EasyEdit
EasyEdit is a text editor for your phone written in Python for Symbian S60. It has an efficient and clean user interface that is much nicer and easier to navigate than the interface of other text editors like LightNotepad and DEdit.
EasyEdit supports many different text encodings, probably more than any other mobile phone text editor.
Version 2.01 of EasyEdit was completely rewritten from scratch and is supposed to be more stable than the previous versions. And stable it is: it worked on my Nokia phones without any problem.
Python should be installed on your phone, and EasyEdit should be installed on the same drive as Python.
EasyEdit v2.01 is unsigned.

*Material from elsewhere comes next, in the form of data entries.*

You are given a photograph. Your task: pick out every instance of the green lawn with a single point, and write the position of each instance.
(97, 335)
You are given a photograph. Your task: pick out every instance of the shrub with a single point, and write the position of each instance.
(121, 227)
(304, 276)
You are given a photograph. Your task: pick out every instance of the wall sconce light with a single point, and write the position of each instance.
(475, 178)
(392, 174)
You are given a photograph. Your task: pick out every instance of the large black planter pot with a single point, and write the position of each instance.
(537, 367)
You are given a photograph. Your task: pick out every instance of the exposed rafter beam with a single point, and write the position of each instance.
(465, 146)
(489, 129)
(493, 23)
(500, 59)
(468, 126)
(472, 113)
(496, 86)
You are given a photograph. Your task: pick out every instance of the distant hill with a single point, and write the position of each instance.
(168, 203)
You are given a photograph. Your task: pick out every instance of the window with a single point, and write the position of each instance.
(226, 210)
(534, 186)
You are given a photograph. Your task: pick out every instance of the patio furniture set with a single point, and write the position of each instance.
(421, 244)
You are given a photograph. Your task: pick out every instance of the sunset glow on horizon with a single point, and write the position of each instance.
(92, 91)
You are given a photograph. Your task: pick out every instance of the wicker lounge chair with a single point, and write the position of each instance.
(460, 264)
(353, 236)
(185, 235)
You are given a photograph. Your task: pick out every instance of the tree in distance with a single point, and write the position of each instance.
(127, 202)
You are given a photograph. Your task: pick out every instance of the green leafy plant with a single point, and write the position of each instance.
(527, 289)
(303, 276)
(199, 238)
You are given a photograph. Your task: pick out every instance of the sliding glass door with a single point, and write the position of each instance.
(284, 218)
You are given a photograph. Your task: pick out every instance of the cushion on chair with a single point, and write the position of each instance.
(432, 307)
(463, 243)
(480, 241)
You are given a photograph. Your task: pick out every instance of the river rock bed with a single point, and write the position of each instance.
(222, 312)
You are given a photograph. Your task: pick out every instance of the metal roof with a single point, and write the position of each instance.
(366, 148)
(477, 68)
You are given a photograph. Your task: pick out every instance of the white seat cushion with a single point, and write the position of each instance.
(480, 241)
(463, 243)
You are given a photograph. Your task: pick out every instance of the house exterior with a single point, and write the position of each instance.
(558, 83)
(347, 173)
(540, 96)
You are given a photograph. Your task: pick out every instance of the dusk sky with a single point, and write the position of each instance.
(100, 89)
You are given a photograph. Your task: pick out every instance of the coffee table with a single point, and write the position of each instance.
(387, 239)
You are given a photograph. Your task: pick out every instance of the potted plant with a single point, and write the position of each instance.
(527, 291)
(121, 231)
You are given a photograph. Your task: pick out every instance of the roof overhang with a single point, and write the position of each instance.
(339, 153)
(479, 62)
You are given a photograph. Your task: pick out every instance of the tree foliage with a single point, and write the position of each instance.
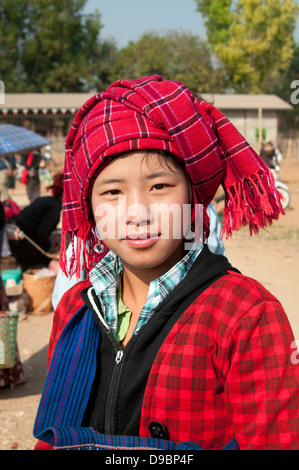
(177, 56)
(48, 46)
(252, 38)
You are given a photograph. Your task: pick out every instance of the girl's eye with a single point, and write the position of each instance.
(160, 186)
(112, 192)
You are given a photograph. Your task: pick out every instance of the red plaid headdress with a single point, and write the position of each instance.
(152, 113)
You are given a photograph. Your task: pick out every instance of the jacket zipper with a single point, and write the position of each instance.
(113, 387)
(112, 392)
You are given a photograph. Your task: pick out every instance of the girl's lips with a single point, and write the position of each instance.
(143, 241)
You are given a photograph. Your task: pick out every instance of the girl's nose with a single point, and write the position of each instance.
(138, 210)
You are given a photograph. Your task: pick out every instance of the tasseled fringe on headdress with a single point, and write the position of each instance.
(253, 201)
(83, 257)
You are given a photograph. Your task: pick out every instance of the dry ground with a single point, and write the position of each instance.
(272, 258)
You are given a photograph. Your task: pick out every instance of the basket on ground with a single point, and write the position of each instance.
(8, 339)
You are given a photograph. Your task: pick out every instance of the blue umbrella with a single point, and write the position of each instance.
(16, 139)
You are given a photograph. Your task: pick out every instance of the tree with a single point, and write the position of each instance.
(49, 46)
(252, 38)
(176, 56)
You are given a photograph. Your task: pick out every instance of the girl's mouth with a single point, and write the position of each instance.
(141, 240)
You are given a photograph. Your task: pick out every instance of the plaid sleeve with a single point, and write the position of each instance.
(70, 302)
(262, 382)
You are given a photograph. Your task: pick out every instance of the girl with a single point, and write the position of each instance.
(166, 345)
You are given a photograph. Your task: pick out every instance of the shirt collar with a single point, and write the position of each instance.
(108, 271)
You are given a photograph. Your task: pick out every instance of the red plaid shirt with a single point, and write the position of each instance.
(224, 371)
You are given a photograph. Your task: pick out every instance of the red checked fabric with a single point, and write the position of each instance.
(224, 370)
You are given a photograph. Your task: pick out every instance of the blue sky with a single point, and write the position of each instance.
(127, 20)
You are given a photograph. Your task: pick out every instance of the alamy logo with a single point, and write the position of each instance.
(2, 353)
(294, 95)
(2, 93)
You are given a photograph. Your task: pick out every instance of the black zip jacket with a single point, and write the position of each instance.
(115, 402)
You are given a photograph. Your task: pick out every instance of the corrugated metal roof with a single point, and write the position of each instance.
(242, 101)
(73, 101)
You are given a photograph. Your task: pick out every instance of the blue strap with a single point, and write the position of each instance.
(70, 376)
(63, 401)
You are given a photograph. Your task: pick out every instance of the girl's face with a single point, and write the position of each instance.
(141, 207)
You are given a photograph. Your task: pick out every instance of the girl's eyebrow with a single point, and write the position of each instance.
(109, 181)
(157, 175)
(121, 180)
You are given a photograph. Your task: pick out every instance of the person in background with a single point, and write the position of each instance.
(14, 375)
(7, 169)
(37, 221)
(31, 163)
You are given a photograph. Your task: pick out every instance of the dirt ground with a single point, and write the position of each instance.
(272, 258)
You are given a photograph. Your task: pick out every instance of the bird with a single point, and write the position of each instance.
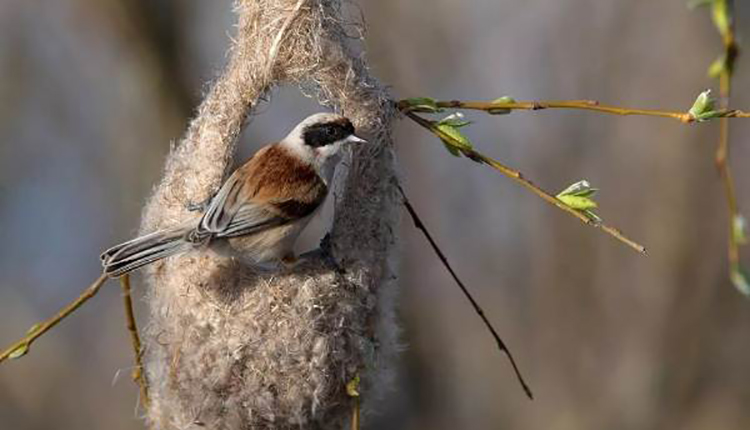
(260, 209)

You have to sign it through the website of Open Signed Online, or with your own certificate, or you can simply set your phone free and never worry about the clumsiness of the Symbian program signing bureaucracy again.
• EasyEdit
• Python for Symbian S60
Dictionary by Vikrant P. Chavan
Dictionary by Vikrant P. Chavan (not to be confused with Dictionary by Simon Judge) is a simple mobile Java dictionary. No translations, no speech function, no phonetic spelling, but just a simple description of what a word means.
Dictionary is a little bit too simple, though. It doesn't do T9 predictive text, it can only be closed with the red key, and when a word has multiple meanings it doesn't describe them all. Hitting the clear key of your phone doesn't just delete the letter entered last, but the entire word. "Backspace" is counterintuitively tied to the right softkey.
When you start the program, it displays an animated, Matrix-like screen, which is not to everyone's taste. Worse yet, the latest version added two distracting lines of scrolling text to the main window to promote the program and its maker, and there's a prominent link to wap.getjar.com tied to the left softkey that just gets in the way.
But Dictionary by Vikrant P. Chavan has all the interesting four letter words that are censored by other dictionaries, and it lets you bookmark words that you look up often.